– Увы, – «виновато» шмыгал носом Сеня, – не могу быть добрым-злым, добрый я ужасно.
– Иди уже! – смеялся Панкратов. – Доиграешься когда-нибудь, харассмент впаяют.
– Скорее антихарассмент…
В тот день, когда Паша Феклистов выгуливал мопса Кузю, подбирая варианты его устройства, Семену позвонила Людмила Ставицкая, она же просто Милка.
– Ты в субботу едешь?
– Конечно, а как иначе. Нельзя нарушать традицию.
– Так-то верно, – вздохнула Милка. Голос у нее был какой-то невеселый.
– Есть сомнения?
– Не нравится мне Паша в последнее время. Замкнутый стал, молчаливый, ласкового слова не дождешься.
– Он всегда был таким, ничего нового. Меня больше Василий беспокоит.
– А с ним что?
– Два месяца в завязке, компаний избегает, кефир пьет. Такой противный стал.
– Он может не поехать?
– Поехать-то поедет, но ведь всю душу вынет. Представляешь, как в пьющей компании терпеть одного зашитого? Хотя нет, он не зашивался, он типа силу воли испытывает, а это еще хуже.
– Ладно, посмотрим. Лизка-то у тебя что? Концерт закатит?
– Спрашиваешь! Но я ведь люблю экспрессивную музыку. Дети уедут к моим старикам, пусть орет сколько влезет.
– Какая прелесть. Не жизнь, а именины сердца. Ладно, на созвоне.
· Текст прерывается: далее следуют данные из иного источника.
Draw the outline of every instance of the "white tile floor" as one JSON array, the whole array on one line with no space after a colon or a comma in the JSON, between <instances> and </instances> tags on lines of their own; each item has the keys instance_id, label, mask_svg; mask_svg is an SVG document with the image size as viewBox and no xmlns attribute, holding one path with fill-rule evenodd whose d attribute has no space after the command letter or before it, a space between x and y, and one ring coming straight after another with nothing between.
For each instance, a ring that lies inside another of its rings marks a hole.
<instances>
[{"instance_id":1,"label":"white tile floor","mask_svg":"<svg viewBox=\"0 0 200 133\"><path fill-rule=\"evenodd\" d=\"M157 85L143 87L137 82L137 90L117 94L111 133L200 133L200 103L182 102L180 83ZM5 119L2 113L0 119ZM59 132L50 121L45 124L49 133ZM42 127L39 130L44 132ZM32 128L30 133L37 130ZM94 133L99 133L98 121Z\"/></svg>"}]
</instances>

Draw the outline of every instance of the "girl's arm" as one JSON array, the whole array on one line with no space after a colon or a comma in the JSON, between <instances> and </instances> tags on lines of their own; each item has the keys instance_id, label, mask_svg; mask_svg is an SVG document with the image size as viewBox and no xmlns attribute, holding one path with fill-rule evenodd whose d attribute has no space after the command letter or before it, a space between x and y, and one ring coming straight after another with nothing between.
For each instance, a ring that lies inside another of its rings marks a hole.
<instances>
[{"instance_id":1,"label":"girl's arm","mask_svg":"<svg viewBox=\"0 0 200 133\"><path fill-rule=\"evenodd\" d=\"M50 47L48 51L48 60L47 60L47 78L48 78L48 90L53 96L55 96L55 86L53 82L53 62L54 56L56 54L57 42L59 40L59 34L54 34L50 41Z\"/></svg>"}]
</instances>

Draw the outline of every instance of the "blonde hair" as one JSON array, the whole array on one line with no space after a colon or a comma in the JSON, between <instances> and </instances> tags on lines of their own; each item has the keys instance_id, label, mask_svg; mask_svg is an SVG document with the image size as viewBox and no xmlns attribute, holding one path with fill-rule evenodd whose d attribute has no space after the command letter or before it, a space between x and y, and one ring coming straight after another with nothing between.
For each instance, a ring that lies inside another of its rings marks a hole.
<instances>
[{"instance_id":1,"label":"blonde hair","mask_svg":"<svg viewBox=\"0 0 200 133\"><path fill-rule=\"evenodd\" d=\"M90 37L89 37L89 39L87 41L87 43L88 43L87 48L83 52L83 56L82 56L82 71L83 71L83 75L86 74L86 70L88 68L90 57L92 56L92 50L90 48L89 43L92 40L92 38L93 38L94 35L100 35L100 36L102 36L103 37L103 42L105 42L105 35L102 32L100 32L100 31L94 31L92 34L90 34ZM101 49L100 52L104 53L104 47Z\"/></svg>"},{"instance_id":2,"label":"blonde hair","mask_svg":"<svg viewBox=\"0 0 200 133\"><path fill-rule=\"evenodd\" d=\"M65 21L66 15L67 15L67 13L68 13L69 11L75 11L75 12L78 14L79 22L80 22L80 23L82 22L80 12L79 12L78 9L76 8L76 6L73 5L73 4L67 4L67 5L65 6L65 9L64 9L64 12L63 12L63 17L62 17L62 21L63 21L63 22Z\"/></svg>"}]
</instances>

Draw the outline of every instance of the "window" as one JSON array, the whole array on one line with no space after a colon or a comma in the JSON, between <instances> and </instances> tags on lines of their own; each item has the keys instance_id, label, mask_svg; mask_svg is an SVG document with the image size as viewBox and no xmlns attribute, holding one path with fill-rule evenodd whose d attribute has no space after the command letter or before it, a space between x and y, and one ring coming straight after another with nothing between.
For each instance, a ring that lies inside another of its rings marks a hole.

Закончив разговор, Семен вскипятил чайник, заварил лапшу. До следующей пары оставалось еще два часа, можно было предаться чревоугодию и почитать книгу. Сегодня он захватил на работу «Заблудившийся автобус» Джона Стейнбека. Начало вроде ничего.
3. Алкаш
Вася Болотов действительно не зашивался и не кодировался. Во-первых, он сомневался в эффективности подобных методов, а во-вторых, было в них что-то ущербное: дескать, ты чертов слабак, не можешь разобраться со своими проблемами самостоятельно. А он мог. И он докажет это!
Первая неделя далась ему нелегко. Он бродил по городу и не понимал, почему не может купить хотя бы бутылку пива. Он дал себе слово, что не будет покупать, но искренне не въезжал, чего ради себя мучает. Ведь это был его обычный ритуал во время прогулок – взять пиваса, пару хот-догов и присесть где-нибудь в тени под березками. В такие моменты жизнь не казалась ему чередой непреодолимых препятствий, она манила новыми возможностями. Правда, заканчивалось это глубокой алкогольной комой, потому что бутылка пива никогда не приходила одна – за ней выстраивались шеренгой шкалики водки и полторашки разливного шампанского из круглосуточного магазина. Вася никогда не умел останавливаться и в минуты просветления завидовал тем, кто мог спокойно замахнуть за ужином стопочку, не ощущая потребности в продолжении банкета.
На второй неделе он обнаружил в себе развитие способностей к риторике: его потянуло на философские рассуждения и далеко идущие выводы. В принципе, Вася всегда был не чужд пустопорожней болтовне, но теперь по трезвости вдруг начинал к месту и не к месту анализировать вслух какие-нибудь тенденции развития межнациональных отношений или проблемы современного образования. Отец слушал его молча, понимая, что это всего лишь неприятные стороны воздержания. Уж лучше пусть сынуля треплет языком о вещах, в которых ни черта не смыслит, чем обзывает отца «пидорасом» и «пятой колонной».
– Вот взять, допустим, единый госэкзамен, – говорил Вася, размахивая вилкой. – Что за блажь? В чью светлую голову пришла мысль, что нашим детям подойдет западная модель образования? Это ведь не способ определения уровня знаний, это проверка способности к зубрежке и запоминанию. Выходя из аудитории, выпускники уже ничего не помнят! Что это, если не профанация?
«Твою дивизию», – думал отец, а вслух говорил:
– Тебе макарон еще подложить? Там в кастрюле осталось немного, не в холодильник же убирать.